Uncalibrated Reasoning: GRPO Induces Overconfidence for Stochastic Outcomes
This addresses a critical issue for researchers applying RL to language models in stochastic reasoning tasks, though it is incremental as it builds on existing methods.
The paper tackled the problem of reinforcement learning methods inducing overconfident predictions in language models for stochastic domains like scientific experiments, showing that GRPO causes miscalibration while PPO and RLOO yield well-calibrated models, with removal of group standard normalization fixing the issue.

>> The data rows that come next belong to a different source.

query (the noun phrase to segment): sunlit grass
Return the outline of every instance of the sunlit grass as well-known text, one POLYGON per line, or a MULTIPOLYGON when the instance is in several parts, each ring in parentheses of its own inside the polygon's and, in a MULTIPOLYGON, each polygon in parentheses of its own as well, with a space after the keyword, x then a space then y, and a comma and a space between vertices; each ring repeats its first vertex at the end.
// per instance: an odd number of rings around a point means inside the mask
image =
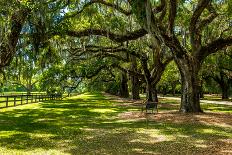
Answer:
MULTIPOLYGON (((0 109, 0 154, 220 154, 216 144, 232 144, 230 123, 166 113, 178 107, 178 101, 162 99, 159 114, 144 116, 140 106, 86 93, 0 109)), ((223 105, 204 105, 214 108, 224 113, 223 105)))

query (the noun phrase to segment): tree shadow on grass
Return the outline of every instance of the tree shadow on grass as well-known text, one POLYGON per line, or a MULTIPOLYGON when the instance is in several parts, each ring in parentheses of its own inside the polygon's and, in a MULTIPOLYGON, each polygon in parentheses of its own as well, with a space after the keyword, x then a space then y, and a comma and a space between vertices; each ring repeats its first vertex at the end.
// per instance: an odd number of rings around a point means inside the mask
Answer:
POLYGON ((215 147, 210 141, 225 146, 221 140, 232 138, 228 134, 231 128, 200 122, 118 118, 134 109, 97 94, 1 112, 0 146, 19 151, 57 149, 69 154, 196 154, 215 147))

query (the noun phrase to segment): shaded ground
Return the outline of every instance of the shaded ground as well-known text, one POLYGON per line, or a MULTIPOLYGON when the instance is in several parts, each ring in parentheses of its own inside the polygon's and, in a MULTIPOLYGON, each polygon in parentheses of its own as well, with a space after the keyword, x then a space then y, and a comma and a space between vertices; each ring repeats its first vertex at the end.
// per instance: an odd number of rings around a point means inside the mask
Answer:
POLYGON ((161 99, 158 114, 101 94, 0 110, 0 154, 232 154, 232 106, 177 113, 161 99))

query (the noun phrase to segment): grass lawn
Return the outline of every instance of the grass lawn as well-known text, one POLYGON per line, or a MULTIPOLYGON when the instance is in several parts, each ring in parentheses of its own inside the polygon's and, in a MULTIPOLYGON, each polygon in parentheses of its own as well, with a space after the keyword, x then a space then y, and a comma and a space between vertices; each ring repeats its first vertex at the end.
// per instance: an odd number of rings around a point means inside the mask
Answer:
POLYGON ((232 106, 184 115, 162 99, 146 115, 140 103, 95 93, 0 109, 0 154, 232 154, 232 106))

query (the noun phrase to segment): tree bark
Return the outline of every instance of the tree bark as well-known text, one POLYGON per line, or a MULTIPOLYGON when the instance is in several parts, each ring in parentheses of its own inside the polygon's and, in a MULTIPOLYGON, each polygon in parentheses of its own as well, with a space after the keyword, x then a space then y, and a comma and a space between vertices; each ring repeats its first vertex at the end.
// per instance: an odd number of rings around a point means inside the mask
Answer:
POLYGON ((128 91, 128 79, 127 74, 122 72, 121 74, 121 83, 120 83, 120 96, 123 98, 129 97, 129 91, 128 91))
POLYGON ((9 65, 12 61, 20 32, 29 12, 29 9, 23 8, 13 13, 10 21, 11 32, 8 36, 8 40, 0 45, 0 69, 9 65))
MULTIPOLYGON (((132 60, 131 69, 135 72, 138 72, 136 57, 131 56, 131 60, 132 60)), ((131 84, 132 84, 132 86, 131 86, 132 98, 133 99, 140 99, 140 96, 139 96, 140 84, 139 84, 138 76, 131 75, 131 84)))
POLYGON ((157 94, 157 90, 156 90, 156 86, 154 87, 154 90, 153 90, 153 98, 154 98, 154 101, 155 102, 159 102, 159 99, 158 99, 158 94, 157 94))
POLYGON ((223 83, 220 84, 222 90, 222 99, 229 99, 229 85, 223 83))
POLYGON ((200 62, 193 57, 175 58, 181 74, 182 95, 180 112, 203 112, 200 107, 199 78, 200 62))

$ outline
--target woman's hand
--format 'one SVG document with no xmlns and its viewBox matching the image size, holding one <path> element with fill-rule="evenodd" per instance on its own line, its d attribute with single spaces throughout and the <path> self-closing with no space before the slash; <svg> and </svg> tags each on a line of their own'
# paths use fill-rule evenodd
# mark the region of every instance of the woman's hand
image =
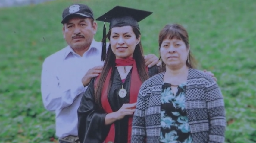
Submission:
<svg viewBox="0 0 256 143">
<path fill-rule="evenodd" d="M 135 111 L 137 103 L 125 104 L 116 112 L 117 119 L 120 120 L 126 115 L 132 115 Z"/>
<path fill-rule="evenodd" d="M 132 115 L 135 111 L 136 104 L 137 103 L 123 104 L 117 111 L 108 114 L 105 118 L 105 124 L 111 124 L 126 115 Z"/>
</svg>

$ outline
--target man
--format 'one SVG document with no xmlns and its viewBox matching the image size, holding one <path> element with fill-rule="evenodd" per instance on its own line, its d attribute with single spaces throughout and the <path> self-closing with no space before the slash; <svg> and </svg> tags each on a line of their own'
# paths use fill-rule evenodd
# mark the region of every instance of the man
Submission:
<svg viewBox="0 0 256 143">
<path fill-rule="evenodd" d="M 55 111 L 59 142 L 78 143 L 77 110 L 91 79 L 102 69 L 102 45 L 94 39 L 97 25 L 87 6 L 71 5 L 64 10 L 62 18 L 63 36 L 68 45 L 45 59 L 41 90 L 45 107 Z M 149 66 L 161 64 L 154 55 L 145 59 Z"/>
</svg>

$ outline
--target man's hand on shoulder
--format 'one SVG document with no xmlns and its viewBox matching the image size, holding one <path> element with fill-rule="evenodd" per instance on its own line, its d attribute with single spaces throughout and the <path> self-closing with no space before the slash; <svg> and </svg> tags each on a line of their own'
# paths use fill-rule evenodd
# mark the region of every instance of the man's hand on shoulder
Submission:
<svg viewBox="0 0 256 143">
<path fill-rule="evenodd" d="M 85 87 L 88 85 L 92 78 L 98 76 L 103 69 L 103 66 L 95 66 L 89 69 L 82 78 L 82 83 Z"/>
<path fill-rule="evenodd" d="M 214 76 L 214 74 L 210 71 L 207 71 L 206 70 L 204 70 L 204 72 L 209 75 L 212 77 L 215 81 L 217 81 L 217 78 Z"/>
<path fill-rule="evenodd" d="M 158 66 L 161 65 L 161 62 L 159 58 L 154 54 L 150 54 L 144 56 L 145 64 L 149 68 L 156 65 Z"/>
</svg>

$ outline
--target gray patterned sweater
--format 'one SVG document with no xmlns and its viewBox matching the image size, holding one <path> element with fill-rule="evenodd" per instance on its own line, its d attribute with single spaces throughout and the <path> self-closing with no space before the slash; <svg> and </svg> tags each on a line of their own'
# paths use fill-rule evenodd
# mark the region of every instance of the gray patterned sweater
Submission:
<svg viewBox="0 0 256 143">
<path fill-rule="evenodd" d="M 164 73 L 142 85 L 132 127 L 132 143 L 159 142 L 161 93 Z M 223 143 L 226 125 L 224 103 L 216 83 L 203 72 L 189 69 L 186 109 L 193 143 Z"/>
</svg>

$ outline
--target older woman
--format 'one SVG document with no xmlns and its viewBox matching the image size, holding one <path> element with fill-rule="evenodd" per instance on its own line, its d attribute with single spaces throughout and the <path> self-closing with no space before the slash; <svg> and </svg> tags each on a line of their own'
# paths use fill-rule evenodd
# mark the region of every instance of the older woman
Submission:
<svg viewBox="0 0 256 143">
<path fill-rule="evenodd" d="M 187 31 L 167 25 L 159 44 L 164 72 L 140 88 L 132 142 L 223 142 L 223 97 L 212 77 L 195 69 Z"/>
</svg>

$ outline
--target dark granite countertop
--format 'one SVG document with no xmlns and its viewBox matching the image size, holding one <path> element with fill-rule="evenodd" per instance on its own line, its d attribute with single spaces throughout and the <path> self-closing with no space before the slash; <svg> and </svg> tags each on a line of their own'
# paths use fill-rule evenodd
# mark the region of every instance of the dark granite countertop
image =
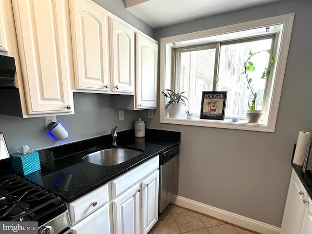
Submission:
<svg viewBox="0 0 312 234">
<path fill-rule="evenodd" d="M 298 166 L 292 163 L 292 165 L 307 190 L 308 194 L 312 198 L 312 172 L 307 171 L 307 172 L 304 173 L 302 172 L 302 166 Z"/>
<path fill-rule="evenodd" d="M 117 147 L 139 149 L 142 153 L 114 166 L 83 160 L 90 151 L 111 148 L 112 136 L 105 135 L 39 151 L 41 170 L 25 177 L 71 202 L 178 144 L 180 139 L 179 132 L 148 129 L 142 138 L 135 137 L 133 130 L 118 134 Z"/>
<path fill-rule="evenodd" d="M 307 171 L 306 173 L 304 173 L 302 171 L 302 168 L 303 167 L 302 166 L 299 166 L 292 163 L 294 152 L 296 149 L 296 144 L 295 143 L 292 150 L 292 155 L 291 161 L 292 165 L 296 172 L 296 173 L 297 173 L 299 178 L 300 179 L 305 189 L 307 190 L 308 194 L 309 194 L 310 197 L 312 198 L 312 171 Z"/>
</svg>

Reinforcement learning (RL) has proven remarkably effective at improving the accuracy of language models in verifiable and deterministic domains like mathematics. Here, we examine if current RL methods are also effective at optimizing language models in verifiable domains with stochastic outcomes, like scientific experiments. Through applications to synthetic data and real-world biological experiments, we demonstrate that Group Relative Policy Optimization (GRPO) induces overconfident probability predictions for binary stochastic outcomes, while Proximal Policy Optimization (PPO) and REINFORCE Leave-One-Out (RLOO) yield well-calibrated models. We show that removing group standard normalization in GRPO fixes its miscalibration and provide a theoretical explanation for why normalization causes overconfidence. Our results provide new evidence against the use of standard normalization in GRPO and help pave the way for applications of RL for reasoning language models beyond deterministic domains.